Deadline for manuscript submissions: closed (30 October 2015)

Special Issue Editor

Guest Editor
Prof. Dr. Luc Bidaut (Website)

Clinical Research Imaging Facility (CRIF), c/o Clinical Research Centre (CRC), James Arrott Drive, Ninewells Hospital & Medical School, Dundee, DD1 9SY, Scotland, UK
Phone: +44 1382 383 431
Interests: advanced biomedical imaging (modalities, processing and exploitation) and all ancillaries and applications thereof; preclinical imaging; 3D imaging, processing and visualisation; multimodality imaging, processing and visualisation; image-guided biomedical applications (diagnosis, therapy planning, monitoring, follow-up); virtual and augmented reality; high-performance computing and visualisation; telemedicine; biomedical image archival

Special Issue Information

Dear Colleagues,

Biomedical Imaging and Visualization are intrinsic and ever more critical components of most modern biological and medical research and applications. While the technical scope includes detectors, complete instruments, computing (from algorithms to models) and integrative paradigms, the applications span multiple scales (from single cells to live systems), species (from animals to humans), characteristics (from morphology to function), and of course diseases or treatments thereof (e.g., neuro-, cardio-, vascular, skeletal, diabetes, cancer). Even though the overarching umbrella of this Special Issue is "Informatics" (the journal), its intended scope is not to be limited to only one discipline, modality, application, scale and species, which thus offers an ideal setting for computing-aware material that may cross disciplines and applications boundaries and techniques.
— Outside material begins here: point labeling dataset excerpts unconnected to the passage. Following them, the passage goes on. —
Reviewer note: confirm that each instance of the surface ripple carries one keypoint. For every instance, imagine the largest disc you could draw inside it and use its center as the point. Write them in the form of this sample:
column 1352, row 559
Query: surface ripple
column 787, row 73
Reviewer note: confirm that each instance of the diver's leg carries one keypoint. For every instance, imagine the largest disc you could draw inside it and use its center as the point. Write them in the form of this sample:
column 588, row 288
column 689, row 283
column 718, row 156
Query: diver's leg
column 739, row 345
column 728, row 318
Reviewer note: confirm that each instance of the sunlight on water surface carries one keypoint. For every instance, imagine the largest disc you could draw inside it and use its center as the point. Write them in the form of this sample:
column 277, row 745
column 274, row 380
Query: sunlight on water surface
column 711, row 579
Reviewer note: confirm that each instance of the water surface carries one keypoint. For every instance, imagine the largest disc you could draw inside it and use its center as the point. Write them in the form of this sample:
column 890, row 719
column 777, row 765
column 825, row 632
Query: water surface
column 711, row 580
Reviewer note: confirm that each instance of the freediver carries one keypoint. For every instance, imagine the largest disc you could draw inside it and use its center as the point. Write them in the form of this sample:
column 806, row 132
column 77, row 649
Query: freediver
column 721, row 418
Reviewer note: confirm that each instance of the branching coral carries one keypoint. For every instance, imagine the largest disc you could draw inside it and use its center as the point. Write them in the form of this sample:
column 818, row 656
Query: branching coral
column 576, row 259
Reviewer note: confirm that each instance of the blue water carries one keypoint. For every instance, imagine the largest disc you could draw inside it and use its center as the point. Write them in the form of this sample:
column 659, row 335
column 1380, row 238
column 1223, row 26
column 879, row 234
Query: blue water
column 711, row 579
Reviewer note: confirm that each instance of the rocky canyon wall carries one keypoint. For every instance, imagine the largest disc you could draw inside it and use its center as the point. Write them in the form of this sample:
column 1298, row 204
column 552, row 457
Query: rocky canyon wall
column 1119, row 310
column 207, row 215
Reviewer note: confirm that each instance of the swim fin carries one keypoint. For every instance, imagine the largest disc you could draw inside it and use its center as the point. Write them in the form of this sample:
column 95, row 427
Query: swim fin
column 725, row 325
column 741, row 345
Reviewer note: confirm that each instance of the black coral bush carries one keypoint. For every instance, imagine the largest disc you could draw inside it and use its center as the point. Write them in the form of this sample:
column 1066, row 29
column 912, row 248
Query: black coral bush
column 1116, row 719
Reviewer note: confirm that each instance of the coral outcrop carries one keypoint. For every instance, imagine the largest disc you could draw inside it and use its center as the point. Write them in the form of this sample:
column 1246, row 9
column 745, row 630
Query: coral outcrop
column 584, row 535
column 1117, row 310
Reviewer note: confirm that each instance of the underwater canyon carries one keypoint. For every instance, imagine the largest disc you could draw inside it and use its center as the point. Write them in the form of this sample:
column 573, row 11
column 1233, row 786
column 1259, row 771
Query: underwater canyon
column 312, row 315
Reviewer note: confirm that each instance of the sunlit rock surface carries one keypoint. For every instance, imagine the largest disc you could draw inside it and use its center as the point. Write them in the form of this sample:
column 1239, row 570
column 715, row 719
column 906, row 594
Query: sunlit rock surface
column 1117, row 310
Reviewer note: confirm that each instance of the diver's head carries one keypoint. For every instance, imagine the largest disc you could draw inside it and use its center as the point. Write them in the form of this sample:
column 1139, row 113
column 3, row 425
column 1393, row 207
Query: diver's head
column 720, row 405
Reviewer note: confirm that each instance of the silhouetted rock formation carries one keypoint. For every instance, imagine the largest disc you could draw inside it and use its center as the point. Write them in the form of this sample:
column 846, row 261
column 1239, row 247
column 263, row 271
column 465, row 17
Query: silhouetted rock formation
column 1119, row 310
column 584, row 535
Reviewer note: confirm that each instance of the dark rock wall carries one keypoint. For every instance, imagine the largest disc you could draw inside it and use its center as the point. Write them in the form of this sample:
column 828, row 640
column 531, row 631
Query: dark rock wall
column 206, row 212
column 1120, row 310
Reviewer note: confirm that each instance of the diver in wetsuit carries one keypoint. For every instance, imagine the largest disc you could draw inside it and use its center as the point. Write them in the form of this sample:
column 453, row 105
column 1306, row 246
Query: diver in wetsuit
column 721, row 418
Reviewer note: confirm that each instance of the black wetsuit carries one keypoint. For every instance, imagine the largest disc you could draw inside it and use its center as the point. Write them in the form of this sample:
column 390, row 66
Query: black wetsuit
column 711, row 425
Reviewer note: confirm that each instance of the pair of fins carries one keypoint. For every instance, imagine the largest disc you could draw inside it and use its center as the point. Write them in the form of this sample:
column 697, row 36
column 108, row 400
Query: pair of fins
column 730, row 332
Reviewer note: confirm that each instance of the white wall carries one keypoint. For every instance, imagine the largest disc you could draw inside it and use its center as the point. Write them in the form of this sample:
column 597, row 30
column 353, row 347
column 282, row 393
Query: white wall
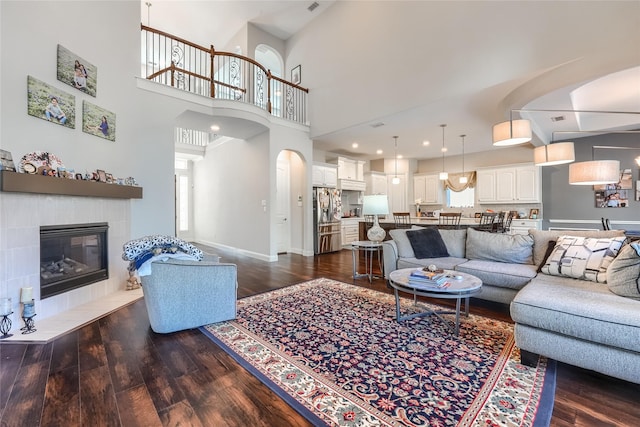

Of special relevance in such a context are all biomedical applications of advanced imaging: multidimensional (at any scale, including new imaging equipment and paradigms based on various physical principles) and multimodality/multisensor approaches (e.g., registration, fusion and visualization); disease and treatment characterization (e.g., through various related metrics); image-guidance and navigation (incl., robotics); planning, monitoring and follow-up of treatment; modeling and simulation (e.g., for improved planning and delivery); visualization of complex data sets and analyses (e.g., for improved diagnosis or therapy management); etc.

Prof. Dr. Luc Bidaut
Guest Editor

Submission

Manuscripts should be submitted online at www.mdpi.com by registering and logging in to this website. Once you are registered, click here to go to the submission form. Manuscripts can be submitted until the deadline. Papers will be published continuously (as soon as accepted) and will be listed together on the special issue website. Research articles, review articles as well as communications are invited. For planned papers, a title and short abstract (about 100 words) can be sent to the Editorial Office for announcement on this website.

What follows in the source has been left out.